L3 static routing with ~15 VLANs and ~10 static routes

Had been running 14.19

Some devices on some VLANs cannot talk to devices on other VLANs where the routing is carried out by the VLAN interface on the switch.  Others in the same VLAN are fine, no consistency on port type, device type or which switch in the stack the device is plugged into.  Stack is route bridge. Stack had ~50 ACLs, but not applying to the affected devices (source or destination)

 

Tried upgrading to 14.20, no change

Cold rebooted stack, no change

Removed all ACLs, no change

Cold rebooted stack, no change

Downgraded to 12.33, seemed to fix inter VLAN routing but now WAN connections (via an MX pair connected by a transit VLAN to the stack) unstable with most devices monitored from other sites timing out and coming back all the time (every few minutes)

 

Other switches connected are all L2 only:

Cisco 2960, single 1Gb connection

Two Dell Force10 MXLs, single 10Gb connection each, not stacked or cross-linked

 

Any ideas greatly appreciated, otherwise we are looking to move the routing to the MXs and making the 355s expensive edge switches...!

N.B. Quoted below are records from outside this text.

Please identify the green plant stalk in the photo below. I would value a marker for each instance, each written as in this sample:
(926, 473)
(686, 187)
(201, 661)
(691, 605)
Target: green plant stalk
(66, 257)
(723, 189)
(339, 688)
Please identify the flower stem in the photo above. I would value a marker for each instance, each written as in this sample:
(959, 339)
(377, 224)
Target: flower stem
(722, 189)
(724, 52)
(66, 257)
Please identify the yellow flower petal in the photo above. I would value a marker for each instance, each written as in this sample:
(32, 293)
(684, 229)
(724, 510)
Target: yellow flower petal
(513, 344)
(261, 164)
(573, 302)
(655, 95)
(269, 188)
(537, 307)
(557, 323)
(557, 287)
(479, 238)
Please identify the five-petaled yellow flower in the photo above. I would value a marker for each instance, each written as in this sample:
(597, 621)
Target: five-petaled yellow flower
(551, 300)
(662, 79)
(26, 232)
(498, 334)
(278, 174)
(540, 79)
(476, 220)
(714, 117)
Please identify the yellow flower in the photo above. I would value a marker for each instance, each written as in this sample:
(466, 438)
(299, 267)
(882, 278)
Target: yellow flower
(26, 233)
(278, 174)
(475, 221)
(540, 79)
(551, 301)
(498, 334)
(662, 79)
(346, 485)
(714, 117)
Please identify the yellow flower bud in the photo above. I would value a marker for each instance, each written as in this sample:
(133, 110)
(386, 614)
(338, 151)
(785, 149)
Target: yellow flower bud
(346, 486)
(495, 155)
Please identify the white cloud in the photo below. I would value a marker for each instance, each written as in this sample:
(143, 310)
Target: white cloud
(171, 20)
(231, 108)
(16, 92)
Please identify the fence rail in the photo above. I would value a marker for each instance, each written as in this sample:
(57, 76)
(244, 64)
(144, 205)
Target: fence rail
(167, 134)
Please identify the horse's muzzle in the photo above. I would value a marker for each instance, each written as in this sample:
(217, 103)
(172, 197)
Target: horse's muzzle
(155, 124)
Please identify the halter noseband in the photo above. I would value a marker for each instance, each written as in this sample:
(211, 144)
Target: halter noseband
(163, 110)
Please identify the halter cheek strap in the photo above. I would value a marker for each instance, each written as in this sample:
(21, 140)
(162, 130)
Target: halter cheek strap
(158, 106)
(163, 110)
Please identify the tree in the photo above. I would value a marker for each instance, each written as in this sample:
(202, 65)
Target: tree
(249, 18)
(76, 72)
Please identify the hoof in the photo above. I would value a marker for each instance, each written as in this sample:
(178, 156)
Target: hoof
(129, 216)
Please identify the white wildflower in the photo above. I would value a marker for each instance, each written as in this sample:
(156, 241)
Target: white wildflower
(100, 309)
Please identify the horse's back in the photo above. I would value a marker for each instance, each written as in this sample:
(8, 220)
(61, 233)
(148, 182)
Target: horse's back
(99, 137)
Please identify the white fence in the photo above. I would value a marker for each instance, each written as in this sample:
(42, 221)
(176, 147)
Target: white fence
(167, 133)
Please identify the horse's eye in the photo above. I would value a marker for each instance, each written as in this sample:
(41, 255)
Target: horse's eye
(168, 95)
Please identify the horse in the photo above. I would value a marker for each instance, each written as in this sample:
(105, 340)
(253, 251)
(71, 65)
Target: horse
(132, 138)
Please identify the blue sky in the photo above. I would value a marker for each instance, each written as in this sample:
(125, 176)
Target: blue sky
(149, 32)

If my answer solves your problem please click Accept as Solution so others can benefit from it.
1 Accepted Solution
cmr
Kind of a big deal
Kind of a big deal

Well, it turns out I might need to apologise to Meraki as it appears that the switch may well be routing properly and it was simply that we had multiple devices that had either lost part of their config, failed or were simply slumbering after being unused for the best part of a year in lockdown!

 

We now have only two devices that don't route properly, one is being replaced as it doesn't seem to hold its default gateway and the other is the management interface of a Force10 switch which is accessible from the other switches in the same VLAN so I have given up trying to properly fix it!

 

On a positive note 14.21 seem the most stable out of 12.28.1, 12.33, 14.19, 14.20 and itself!

If my answer solves your problem please click Accept as Solution so others can benefit from it.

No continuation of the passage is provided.